Liebe Leserin, lieber Leser,

  

auch ich war nicht glücklich darüber, dass sich die deutschen Fußballnationalspieler Gündogan und Özil stolz mit dem türkischen Präsidenten fotografieren haben lassen. Man sollte die Sache aber nicht überdramatisieren. Ich jedenfalls werde unsere Mannschaft weiterhin anfeuern – es sei denn, Thomas Müller lässt sich demnächst mit Markus Söder ablichten. Ich bin mir aber sicher, dass diese rote Linie niemals überschritten wird.
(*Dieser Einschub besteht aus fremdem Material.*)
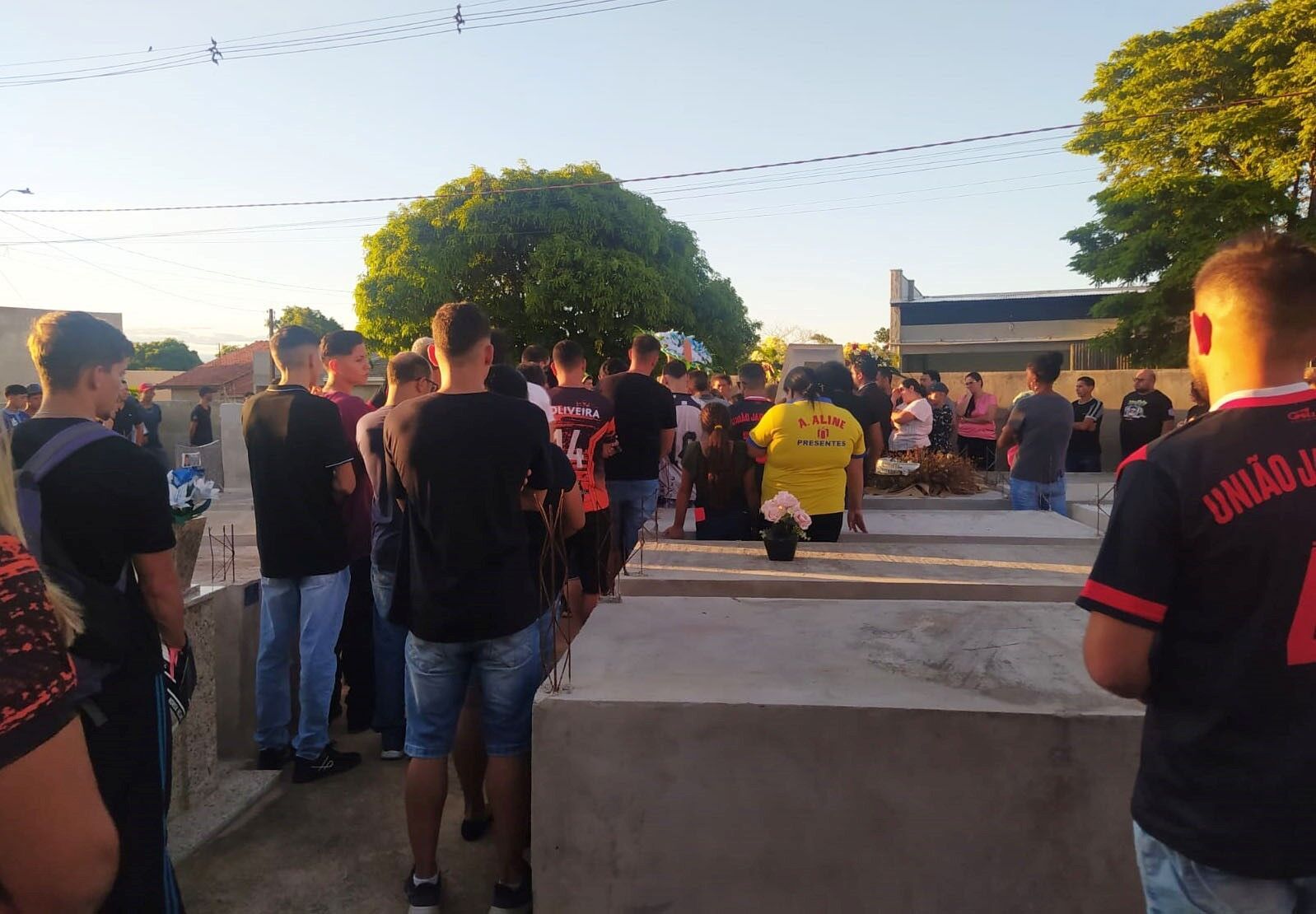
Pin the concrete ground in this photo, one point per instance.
(334, 846)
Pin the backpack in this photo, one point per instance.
(110, 617)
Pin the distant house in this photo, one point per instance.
(233, 375)
(996, 330)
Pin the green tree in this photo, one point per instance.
(1178, 184)
(310, 319)
(590, 263)
(167, 354)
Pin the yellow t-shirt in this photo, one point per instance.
(808, 449)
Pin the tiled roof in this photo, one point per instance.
(226, 371)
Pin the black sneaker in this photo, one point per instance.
(507, 898)
(422, 898)
(274, 759)
(329, 762)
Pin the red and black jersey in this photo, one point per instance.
(1212, 545)
(582, 420)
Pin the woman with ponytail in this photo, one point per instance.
(814, 451)
(719, 473)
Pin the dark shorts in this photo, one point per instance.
(587, 550)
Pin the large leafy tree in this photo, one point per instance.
(1181, 183)
(591, 263)
(166, 354)
(310, 319)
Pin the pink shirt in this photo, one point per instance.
(985, 407)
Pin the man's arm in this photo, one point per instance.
(1116, 655)
(58, 847)
(162, 594)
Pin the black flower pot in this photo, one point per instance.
(781, 548)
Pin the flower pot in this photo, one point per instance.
(781, 548)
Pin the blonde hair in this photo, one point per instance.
(66, 610)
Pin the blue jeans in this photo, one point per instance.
(633, 502)
(1025, 496)
(390, 663)
(1173, 884)
(314, 605)
(508, 671)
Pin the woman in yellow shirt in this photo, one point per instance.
(814, 451)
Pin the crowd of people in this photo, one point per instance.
(432, 554)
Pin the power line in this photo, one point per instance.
(198, 55)
(840, 156)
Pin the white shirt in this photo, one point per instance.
(539, 398)
(913, 434)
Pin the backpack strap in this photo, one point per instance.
(59, 447)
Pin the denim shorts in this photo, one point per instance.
(507, 669)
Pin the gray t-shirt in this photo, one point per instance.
(1043, 422)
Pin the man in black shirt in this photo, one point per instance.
(1203, 600)
(874, 385)
(1085, 450)
(464, 460)
(199, 431)
(408, 378)
(1146, 414)
(107, 530)
(646, 427)
(301, 471)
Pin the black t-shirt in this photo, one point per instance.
(128, 417)
(1087, 442)
(204, 434)
(642, 409)
(746, 413)
(386, 520)
(880, 404)
(550, 557)
(99, 508)
(461, 460)
(1141, 418)
(1212, 546)
(294, 442)
(152, 418)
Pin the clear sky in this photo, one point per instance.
(677, 86)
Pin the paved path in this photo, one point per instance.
(334, 846)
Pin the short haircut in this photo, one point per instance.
(569, 354)
(65, 343)
(646, 345)
(534, 352)
(508, 381)
(1269, 275)
(752, 374)
(458, 328)
(1047, 367)
(533, 374)
(288, 339)
(340, 343)
(833, 376)
(407, 367)
(614, 367)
Neugier und Skepsis sind zwei wichtige Eigenschaften von Journalisten, deren Kombination regelmäßig zu großen Rechercheerfolgen führt. Oft beginnt es damit, dass uns etwas zu ruhig, zu normal, zu unverdächtig erscheint. Wir trauen dem Frieden nicht, beginnen nachzubohren, und daraus ergeben sich dann sensationelle Enthüllungen. Möglicherweise stand dieser Mechanismus auch am Anfang der zur Zeit kursierenden Gerüchte, dass es mit der Ehe von Donald Trump nicht zum Besten stehen soll. Der aktuelle US-Präsident macht sich bekanntlich in den Medien eher rar. Seine geradezu stoische Zurückhaltung verleiht ihm eine Aura der Unangreifbarkeit, durch die sich wiederum Journalisten herausgefordert sehen, besonders intensiv nachzuforschen, um hinter der souveränen Fassade vielleicht doch irgend etwas Skandalöses zu finden. Bisher waren alle derartigen Versuche erfolglos, und auch die aktuellen Gerüchte stoßen in der Öffentlichkeit auf wenig Resonanz: Zu unwahrscheinlich erscheint es den Menschen, dass dieser solide, fast ein wenig langweilige Mann seine Frau betrogen haben soll. Ich dagegen wäre nicht überrascht, wenn die Behauptungen stimmen würden. Denn ganz unter uns: Ich war schon immer der Meinung, dass Melania viel zu alt für ihn ist. Aber bilden Sie sich doch einfach Ihre eigene Meinung. Auf Seite 32 finden Sie die dafür notwendigen Fakten.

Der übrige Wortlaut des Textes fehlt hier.